Autoregressive Processes are Gaussian Processes

Herb Susmann

August 8, 2019

Autoregressive (AR) processes are a popular choice for modeling time-varying processes. AR processes are typically written down as a set of conditional distributions, but if we do some algebra we can show how they can also be written as a Gaussian process. One reason having a Guassian process representation is useful is because it makes it more clear how an AR process can be incorporated into larger models, like a spatio-temporal model. In this post, we’ll start with defining an AR process and deriving its mean and variance, then we’ll derive its joint distribution, which is a Gaussian process.

AR processes

Let \(\mathbf{Y} = \left\{ Y_1, Y_2, \dots, Y_n \right\}\) be a set of random variables indexed by time. An aurogressive model assumes that \(\mathbf{Y}\) is correlated over time. An AR model is typically described by defining \(Y_t\) in terms of \(Y_{t-1}\):

\[ Y_{t} = \rho Y_{t-1} + \epsilon_{t} \] where \(\epsilon_{t}\sim N\left(0,\sigma_{\epsilon}^{2}\right)\) and \(\rho \in \mathbb{R}\) is a parameter that controls the degree to which \(Y_t\) is correlated with \(Y_{t-1}\). This model is called an AR process of order 1 because \(Y_t\) only depends on \(Y_{t-1}\).

We can also rearrange terms to emphasize that this representation defines the conditional distribution of \(Y_{t}\) given \(Y_{t-1}\):

\[ \begin{aligned} Y_{t} \vert Y_{t-1} \sim& N(\rho Y_{t-1}, \sigma_\epsilon^2) \\ Y_1 \sim& N(0, \frac{\sigma_\epsilon^2}{1-\rho^2}) \end{aligned} \]

Where the variance of \(Y_1\) comes from the unconditional variance, which is derived below.
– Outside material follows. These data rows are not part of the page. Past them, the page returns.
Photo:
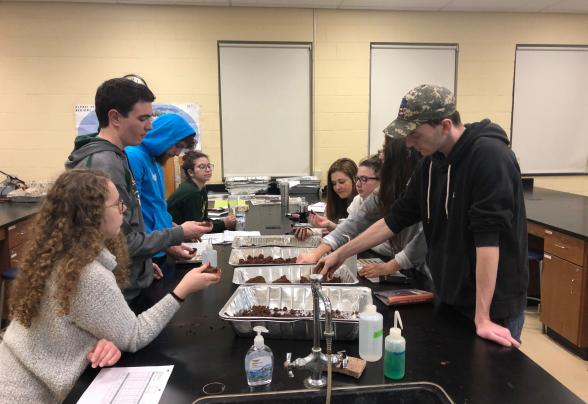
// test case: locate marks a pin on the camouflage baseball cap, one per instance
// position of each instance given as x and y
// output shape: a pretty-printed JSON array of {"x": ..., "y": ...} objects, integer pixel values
[{"x": 427, "y": 102}]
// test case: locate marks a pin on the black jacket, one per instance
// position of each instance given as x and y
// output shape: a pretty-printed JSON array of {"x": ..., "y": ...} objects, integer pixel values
[{"x": 470, "y": 199}]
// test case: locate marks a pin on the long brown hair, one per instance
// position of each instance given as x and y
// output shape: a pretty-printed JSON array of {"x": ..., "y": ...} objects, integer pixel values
[
  {"x": 337, "y": 207},
  {"x": 66, "y": 238},
  {"x": 399, "y": 164}
]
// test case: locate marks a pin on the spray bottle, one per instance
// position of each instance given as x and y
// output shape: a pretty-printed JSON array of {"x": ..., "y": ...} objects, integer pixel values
[{"x": 395, "y": 347}]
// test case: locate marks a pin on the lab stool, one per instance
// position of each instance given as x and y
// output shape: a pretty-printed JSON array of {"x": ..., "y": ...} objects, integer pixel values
[
  {"x": 4, "y": 278},
  {"x": 537, "y": 256}
]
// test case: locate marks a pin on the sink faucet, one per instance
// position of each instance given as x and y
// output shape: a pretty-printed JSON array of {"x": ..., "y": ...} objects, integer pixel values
[{"x": 317, "y": 361}]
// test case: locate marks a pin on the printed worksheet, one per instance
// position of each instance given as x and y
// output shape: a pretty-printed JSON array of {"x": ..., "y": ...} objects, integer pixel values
[{"x": 132, "y": 385}]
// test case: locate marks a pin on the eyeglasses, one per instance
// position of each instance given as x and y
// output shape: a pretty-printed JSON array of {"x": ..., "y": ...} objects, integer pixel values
[
  {"x": 121, "y": 206},
  {"x": 364, "y": 178}
]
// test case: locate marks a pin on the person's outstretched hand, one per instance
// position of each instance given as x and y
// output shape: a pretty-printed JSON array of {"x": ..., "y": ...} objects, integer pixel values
[{"x": 497, "y": 333}]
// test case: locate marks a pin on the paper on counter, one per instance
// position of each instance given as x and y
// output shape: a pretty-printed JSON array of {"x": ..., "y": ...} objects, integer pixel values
[
  {"x": 227, "y": 236},
  {"x": 143, "y": 384},
  {"x": 318, "y": 207}
]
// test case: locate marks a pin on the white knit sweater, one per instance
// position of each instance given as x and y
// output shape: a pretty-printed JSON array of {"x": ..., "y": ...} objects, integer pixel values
[{"x": 41, "y": 364}]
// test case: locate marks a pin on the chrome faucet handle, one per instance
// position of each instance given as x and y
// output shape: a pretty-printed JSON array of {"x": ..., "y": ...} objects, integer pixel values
[
  {"x": 342, "y": 357},
  {"x": 288, "y": 364}
]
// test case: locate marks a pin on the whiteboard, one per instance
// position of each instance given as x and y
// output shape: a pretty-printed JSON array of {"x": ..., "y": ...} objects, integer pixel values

The stationarity condition of an AR process is that each \(Y_t\) has the same distribution; that is, \(\mu = \mathrm{E}(Y_i) = \mathrm{E}Y_j\) and \(\sigma^2 = \mathrm{Var}(Y_i) = \mathrm{Var}(Y_j)\) for all \(i, j\).

Now we can derive the unconditional mean and variance of \(Y_t\):

\[ \begin{aligned} \mathrm{E}\left(Y_{t}\right) &= \mathrm{E}\left(\rho Y_{t - 1} + \epsilon_{t} \right)\\ &= \rho \mathrm{E}\left( Y_{t - 1 } \right)\\ \mu &= \rho\mu\ \text{(apply stationarity condition)} \\ \mu &= 0 \\ \mathrm{Var}\left(Y_{t}\right) &= \mathrm{Var}\left(\rho Y_{t-1} + \epsilon_{t}\right)\\ &= \rho^{2}\mathrm{Var}(Y_{t-1}) + \mathrm{Var}\left(\epsilon_{t}\right)\\ &= \rho^{2}\mathrm{Var}(Y_{t-1}) + \sigma_{\epsilon}^{2}\\ \sigma^{2} &= \rho^{2}\sigma^{2} + \sigma_{\epsilon}^{2}\ \text{(apply stationarity condition)}\\ \sigma^{2}\left(1-\rho^{2}\right) &= \sigma_{\epsilon}^{2}\\ \sigma^{2} &= \frac{\sigma_{\epsilon}^{2}}{1 - \rho^{2}} \end{aligned} \]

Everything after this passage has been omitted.